Ajaka was an Oyo emperor (located within modern-day Nigeria) who was twice on the throne. His father was Oranyan or Oranmiyan and his brother, according to the historian Samuel Johnson, was Shango.

==Life==
Ajaka originally ruled Oyo as a regent - and heir-apparent - of his father. After the death of his father, he eventually was replaced on the throne by his more war-like brother, Shango. He lived in a fierce and tumultuous age, but he was originally a man of a peaceful disposition which was perceived as weakness. The reason for this is not far-fetched: it seems the emperor was resolved to busy himself with palace affairs while simultaneously allowing his warriors more freedom than was traditional. This led to him being deposed and his brother being proclaimed emperor after a series of insubordinations from his local chiefs.

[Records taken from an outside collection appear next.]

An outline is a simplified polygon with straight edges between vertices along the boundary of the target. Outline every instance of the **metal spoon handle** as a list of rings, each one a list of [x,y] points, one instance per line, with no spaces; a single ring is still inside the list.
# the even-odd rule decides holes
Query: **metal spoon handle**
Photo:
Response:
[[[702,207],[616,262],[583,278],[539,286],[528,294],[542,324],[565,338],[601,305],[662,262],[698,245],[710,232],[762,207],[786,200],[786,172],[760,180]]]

He was later called on to ascend the throne after the death of Shango, who, as a semi-legendary figure, became a deity of thunder. In his later years, he changed from being mild mannered to a warlike emperor, and was similar to his brother. The Basorun or prime minister and commander-in-chief during his second reign was Salekoudi, and it was in this period that the Yoruban drum, Ogidigbo, was introduced to Oyo. The drum was and still is used in great festivals where the Alaafin and the Basorun are present.

Ajaka had one child, a daughter, who died in a fire shortly after her marriage.